By Karen Morrill-McClure

April 13, 2005



April 14, 2005 12:11 AM

Great article Karen. My freelance web work has been with similar clients and I’ve taken a similar interview approach on my initial meetings. Your write up is a nice affirmation for me that what I’m doing makes sense and has given me some further food for thought. Thanks!

Andrew Henze Qwent

April 14, 2005 2:43 AM

Nice to see some real world information.

Andrew Henze

Jon Clark

April 14, 2005 2:43 AM

Good ideas presented here, Karen. The question to the client of “Why do you need a website?” is really one that I had overlooked. I figured if they were coming to me for a website they would have their own reasons that were none of my business, and that it was just my job to give them what they wanted. Asking this and your other questions will help make my life a lot easier.

Ali Hammouri

April 18, 2005 12:40 AM

Good Article, but when ask client
“Why do you need a website”
say simple answer and change saying client request images her and links there and more animation and request concerning design
I as designer why works?

Liesl Groberg

April 18, 2005 7:39 AM

Very timely for me. I am designing my first site “commercially,” i.e.- not for a friend or family member, at the moment, and your offerings make total sense. I think I have been guilty of answering some of those key questions on behalf of my client (at least in my head.) I’m learning. Thanks.


April 19, 2005 9:28 AM

I would also highly recommend “Web ReDesign: Workflow that Works” by Kelly Goto and Emily Gotler. Their roadmap for designing mid- to large-size sites should be everyone’s bible.

Hugo Tremblay

April 19, 2005 1:42 PM

After a few years of designing websites for small clients, I found out that these clients would often need a business advisor more than a website.

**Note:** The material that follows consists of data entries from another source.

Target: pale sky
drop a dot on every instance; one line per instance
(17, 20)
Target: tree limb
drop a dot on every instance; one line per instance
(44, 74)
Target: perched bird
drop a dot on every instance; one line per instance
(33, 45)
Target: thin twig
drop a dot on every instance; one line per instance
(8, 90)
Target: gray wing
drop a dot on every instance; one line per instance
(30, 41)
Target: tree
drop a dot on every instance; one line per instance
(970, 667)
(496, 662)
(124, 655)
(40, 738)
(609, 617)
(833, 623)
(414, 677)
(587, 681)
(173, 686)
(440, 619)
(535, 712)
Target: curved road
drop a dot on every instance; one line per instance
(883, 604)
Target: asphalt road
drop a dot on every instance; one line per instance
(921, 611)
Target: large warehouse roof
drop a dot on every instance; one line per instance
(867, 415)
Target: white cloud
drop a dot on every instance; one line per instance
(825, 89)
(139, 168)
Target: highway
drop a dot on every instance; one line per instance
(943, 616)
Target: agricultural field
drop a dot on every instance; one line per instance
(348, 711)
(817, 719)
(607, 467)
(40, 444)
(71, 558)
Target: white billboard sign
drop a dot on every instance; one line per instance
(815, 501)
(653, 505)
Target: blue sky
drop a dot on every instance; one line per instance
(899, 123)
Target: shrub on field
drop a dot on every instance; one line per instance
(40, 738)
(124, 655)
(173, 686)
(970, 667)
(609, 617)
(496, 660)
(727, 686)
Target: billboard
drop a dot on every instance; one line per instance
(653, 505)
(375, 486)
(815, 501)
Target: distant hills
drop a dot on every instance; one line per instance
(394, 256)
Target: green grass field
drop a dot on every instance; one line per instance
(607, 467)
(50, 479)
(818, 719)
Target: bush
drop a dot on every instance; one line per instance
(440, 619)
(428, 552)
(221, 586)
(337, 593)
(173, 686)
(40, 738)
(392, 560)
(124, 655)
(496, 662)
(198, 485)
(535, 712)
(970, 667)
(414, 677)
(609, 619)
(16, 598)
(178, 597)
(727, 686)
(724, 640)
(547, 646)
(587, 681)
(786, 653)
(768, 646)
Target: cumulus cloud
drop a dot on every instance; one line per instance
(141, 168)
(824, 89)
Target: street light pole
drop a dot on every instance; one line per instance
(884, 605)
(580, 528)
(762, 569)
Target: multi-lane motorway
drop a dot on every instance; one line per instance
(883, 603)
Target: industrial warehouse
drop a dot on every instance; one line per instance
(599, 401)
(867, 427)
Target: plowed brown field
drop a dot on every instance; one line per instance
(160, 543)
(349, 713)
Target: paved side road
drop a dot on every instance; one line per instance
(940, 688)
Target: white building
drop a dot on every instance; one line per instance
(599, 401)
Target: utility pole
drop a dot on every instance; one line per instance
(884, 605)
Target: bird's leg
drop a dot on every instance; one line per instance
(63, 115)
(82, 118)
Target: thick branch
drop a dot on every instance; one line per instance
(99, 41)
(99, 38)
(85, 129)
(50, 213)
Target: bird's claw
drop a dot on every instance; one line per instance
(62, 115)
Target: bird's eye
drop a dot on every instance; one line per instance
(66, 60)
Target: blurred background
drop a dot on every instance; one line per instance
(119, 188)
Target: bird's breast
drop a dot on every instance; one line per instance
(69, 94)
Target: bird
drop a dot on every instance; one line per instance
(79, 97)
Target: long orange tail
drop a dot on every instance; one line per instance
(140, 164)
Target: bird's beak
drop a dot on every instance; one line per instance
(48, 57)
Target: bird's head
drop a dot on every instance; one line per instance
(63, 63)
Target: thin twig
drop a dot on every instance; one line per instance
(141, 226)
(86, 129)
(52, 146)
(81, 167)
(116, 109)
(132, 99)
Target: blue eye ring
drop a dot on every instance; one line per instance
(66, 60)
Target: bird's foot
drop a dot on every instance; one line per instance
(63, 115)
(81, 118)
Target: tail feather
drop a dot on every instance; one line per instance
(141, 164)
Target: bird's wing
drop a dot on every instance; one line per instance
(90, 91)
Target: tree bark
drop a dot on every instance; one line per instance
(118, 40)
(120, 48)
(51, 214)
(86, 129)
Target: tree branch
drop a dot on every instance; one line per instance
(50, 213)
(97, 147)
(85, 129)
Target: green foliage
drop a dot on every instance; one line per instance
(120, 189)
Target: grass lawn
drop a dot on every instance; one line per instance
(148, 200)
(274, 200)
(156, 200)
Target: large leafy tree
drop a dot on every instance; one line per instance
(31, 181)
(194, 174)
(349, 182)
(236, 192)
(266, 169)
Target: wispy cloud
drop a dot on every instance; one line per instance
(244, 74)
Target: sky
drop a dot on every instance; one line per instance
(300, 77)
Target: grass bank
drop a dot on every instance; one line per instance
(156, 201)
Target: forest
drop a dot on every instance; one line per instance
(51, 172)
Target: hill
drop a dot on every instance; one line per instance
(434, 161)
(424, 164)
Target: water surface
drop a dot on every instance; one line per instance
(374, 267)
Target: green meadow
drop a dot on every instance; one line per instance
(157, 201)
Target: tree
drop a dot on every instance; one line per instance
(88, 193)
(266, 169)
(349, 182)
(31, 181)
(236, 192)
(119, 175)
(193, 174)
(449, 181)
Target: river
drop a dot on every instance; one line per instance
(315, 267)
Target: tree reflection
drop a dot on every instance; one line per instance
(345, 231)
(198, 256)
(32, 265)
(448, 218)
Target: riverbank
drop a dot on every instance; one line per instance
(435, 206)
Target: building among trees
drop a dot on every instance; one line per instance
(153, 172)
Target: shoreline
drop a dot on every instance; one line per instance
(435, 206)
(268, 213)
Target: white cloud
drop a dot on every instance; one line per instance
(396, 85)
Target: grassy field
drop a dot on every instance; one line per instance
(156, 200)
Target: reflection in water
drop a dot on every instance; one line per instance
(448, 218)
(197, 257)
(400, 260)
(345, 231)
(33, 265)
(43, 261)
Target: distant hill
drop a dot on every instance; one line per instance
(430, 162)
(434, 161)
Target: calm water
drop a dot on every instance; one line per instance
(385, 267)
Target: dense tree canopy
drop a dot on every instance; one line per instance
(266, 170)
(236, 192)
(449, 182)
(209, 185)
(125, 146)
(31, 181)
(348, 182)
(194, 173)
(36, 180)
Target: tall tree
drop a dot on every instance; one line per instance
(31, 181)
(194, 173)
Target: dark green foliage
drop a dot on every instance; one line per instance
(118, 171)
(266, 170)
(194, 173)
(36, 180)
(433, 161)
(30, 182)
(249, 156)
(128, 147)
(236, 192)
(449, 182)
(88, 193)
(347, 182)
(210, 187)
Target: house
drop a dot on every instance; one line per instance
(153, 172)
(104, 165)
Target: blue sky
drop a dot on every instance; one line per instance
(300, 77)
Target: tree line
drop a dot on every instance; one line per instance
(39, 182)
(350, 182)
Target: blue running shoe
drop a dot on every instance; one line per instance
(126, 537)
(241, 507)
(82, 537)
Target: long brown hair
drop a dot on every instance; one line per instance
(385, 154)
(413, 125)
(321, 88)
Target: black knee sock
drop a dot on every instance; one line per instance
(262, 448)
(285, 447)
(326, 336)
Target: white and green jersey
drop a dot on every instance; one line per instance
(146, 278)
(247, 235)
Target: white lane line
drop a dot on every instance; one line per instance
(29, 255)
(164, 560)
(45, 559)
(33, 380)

Most of the time, the very idea of organizing the organization around its customers (and not the other way around) seems novel to them, as if they had never really taken the time to analyze their customers’ needs and how to fulfill them.

It’s always a bit surprising to me, but in a sense, it makes my projects even more interesting and rewarding.


April 26, 2005 5:39 AM

Thanks for that Karen, I’ve often read a lot of how to approach design planning but I’ve often found that the article is aimed at a high scale approach.

I’m hoping to start my own design freelance in the future and this will prove a useful guide at the right scale of work I’ll be taking on.

P.J. Onori

April 28, 2005 12:24 PM

Very good article. I notice myself many times ignoring the end-user and focusing more on the visual appearance of the site. Unfortunately, that’s not how it works.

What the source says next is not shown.